The pressure control actuator 35 is
He gas supplied from the He gas cylinder 36 is pressurized to a predetermined pressure according to the control signal, and the insulating tube 2
2 to the liquid He dewar 21. As a result, the gas pressure inside the dewar 21 increases or decreases, causing the liquid He supplied from the tube 37 to the reservoir 23.
control the amount of Specifically, when the temperature of the emitter 24 has not fallen to the set temperature, the pressure control actuator 35 increases the He gas pressure to increase the amount of liquid He flowing through the tube 37.
On the other hand, if the temperature of the emitter 24 falls too much below the set temperature, the pressure control actuator 35 reduces the He gas pressure to reduce the amount of liquid He flowing through the tube 37.

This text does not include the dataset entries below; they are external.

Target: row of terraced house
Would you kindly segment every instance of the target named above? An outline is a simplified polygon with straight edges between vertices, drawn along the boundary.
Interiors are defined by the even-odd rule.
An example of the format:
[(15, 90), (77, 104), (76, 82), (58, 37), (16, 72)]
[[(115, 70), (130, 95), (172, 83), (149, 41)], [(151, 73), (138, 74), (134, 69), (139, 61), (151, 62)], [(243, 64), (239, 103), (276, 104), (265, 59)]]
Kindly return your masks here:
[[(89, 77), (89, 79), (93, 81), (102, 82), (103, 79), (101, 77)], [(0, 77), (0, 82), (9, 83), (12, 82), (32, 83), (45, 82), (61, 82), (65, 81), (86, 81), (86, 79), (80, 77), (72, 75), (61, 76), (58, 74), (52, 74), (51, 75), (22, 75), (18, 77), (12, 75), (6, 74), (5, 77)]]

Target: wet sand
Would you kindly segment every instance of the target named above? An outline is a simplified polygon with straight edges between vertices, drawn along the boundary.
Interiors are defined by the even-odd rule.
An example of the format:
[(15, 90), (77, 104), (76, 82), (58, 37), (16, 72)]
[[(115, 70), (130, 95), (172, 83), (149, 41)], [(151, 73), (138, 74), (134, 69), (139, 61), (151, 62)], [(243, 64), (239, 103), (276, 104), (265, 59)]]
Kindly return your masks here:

As a result of such negative feedback control, the temperature of the emitter 24 is automatically controlled to the set temperature. According to the present invention, manual operations by the operator are not required, so there is no inconvenience such as unnecessary discharge of an amount of liquid He. Once in a steady state, the emitter 24 can be maintained at the set temperature at all times unless a large disturbance occurs.

In the above embodiment, if there is a possibility that the emitter temperature will rise when the amount of liquid He gas supplied from the pressure control actuator 35 through the insulating tube 22 suddenly decreases, the electric power output from the automatic temperature controller 34 DC to signal
Just add a signal. In addition, raising the He gas pressure unnecessarily and injecting liquid He is expensive liquid He.
To avoid this, a voltage limiting element such as a Zener diode may be attached to the electrical signal output to clip the output signal below the Zener voltage.

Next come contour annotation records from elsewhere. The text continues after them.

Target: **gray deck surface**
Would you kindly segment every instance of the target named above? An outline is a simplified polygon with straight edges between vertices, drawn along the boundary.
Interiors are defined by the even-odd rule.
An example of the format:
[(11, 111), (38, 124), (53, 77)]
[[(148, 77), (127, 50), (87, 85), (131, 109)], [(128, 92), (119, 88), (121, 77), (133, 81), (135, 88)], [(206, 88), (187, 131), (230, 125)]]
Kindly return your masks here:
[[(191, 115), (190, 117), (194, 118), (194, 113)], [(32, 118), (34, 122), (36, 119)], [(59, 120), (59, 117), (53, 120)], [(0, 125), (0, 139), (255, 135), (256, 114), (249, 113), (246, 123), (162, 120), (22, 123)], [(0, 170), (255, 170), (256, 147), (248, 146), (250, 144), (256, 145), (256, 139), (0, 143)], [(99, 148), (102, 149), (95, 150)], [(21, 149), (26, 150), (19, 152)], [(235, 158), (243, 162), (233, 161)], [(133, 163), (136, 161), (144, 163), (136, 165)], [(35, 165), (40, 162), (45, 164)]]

(Effects of the invention) As described above in detail, according to the invention, the temperature of the emitter section can be automatically controlled to always be constant by controlling the flow rate of liquid He.

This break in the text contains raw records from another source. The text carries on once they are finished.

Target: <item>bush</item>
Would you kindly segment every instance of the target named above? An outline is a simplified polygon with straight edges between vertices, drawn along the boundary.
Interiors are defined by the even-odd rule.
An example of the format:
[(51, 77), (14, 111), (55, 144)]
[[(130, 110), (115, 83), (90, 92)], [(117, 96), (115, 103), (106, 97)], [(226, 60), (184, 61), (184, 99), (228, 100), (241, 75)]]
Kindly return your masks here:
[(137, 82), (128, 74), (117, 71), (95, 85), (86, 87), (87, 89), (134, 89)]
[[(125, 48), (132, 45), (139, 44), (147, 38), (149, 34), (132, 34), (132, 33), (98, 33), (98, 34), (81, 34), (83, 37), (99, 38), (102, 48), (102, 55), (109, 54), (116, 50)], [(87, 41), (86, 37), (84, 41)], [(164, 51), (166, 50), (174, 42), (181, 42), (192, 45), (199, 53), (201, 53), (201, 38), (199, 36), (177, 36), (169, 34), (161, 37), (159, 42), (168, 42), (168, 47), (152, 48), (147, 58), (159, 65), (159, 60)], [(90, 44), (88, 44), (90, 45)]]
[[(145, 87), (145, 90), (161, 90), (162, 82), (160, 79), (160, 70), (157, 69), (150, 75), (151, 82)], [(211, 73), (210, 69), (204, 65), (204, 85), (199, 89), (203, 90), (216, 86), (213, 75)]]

[Brief explanation of the drawing]

FIG. 1 is a block diagram showing an embodiment of the present invention, FIG. 2 is a diagram showing a conventional configuration of a focused ion beam device, and FIG. 3 is a diagram showing an example of the conventional configuration of an emitter cooling section. DESCRIPTION OF SYMBOLS 1... Accelerating voltage generation circuit, 2... Ion source, 3... Extracting electrode, 4... Voltage application power supply, 5... Multi-stage acceleration tube, 6... Voltage divider, 7... Condenser lens, 8... Mass separator, 9... Objective lens , 10...deflector, 11
...sample, 21...dewar, 22...insulation tube,
23... Reservoir, 24... Emitter, 25... Thermocouple, 26... Thermometer, 31... Dewar mounting insulating stand,
32... Insulator, 33... Support, 34... Automatic temperature controller, 35... Actuator for pressure controller, 36... He gas cylinder, 37... Tube.

Claims (1)

[Scope of utility model registration request] In a gas phase ion source that obtains ions by blowing gas onto a cooled emitter, the emitter temperature is detected and the flow rate of cooling liquid helium supplied to the emitter is adjusted so that the detected temperature becomes a predetermined value. A gas phase ion source characterized by being equipped with a control mechanism.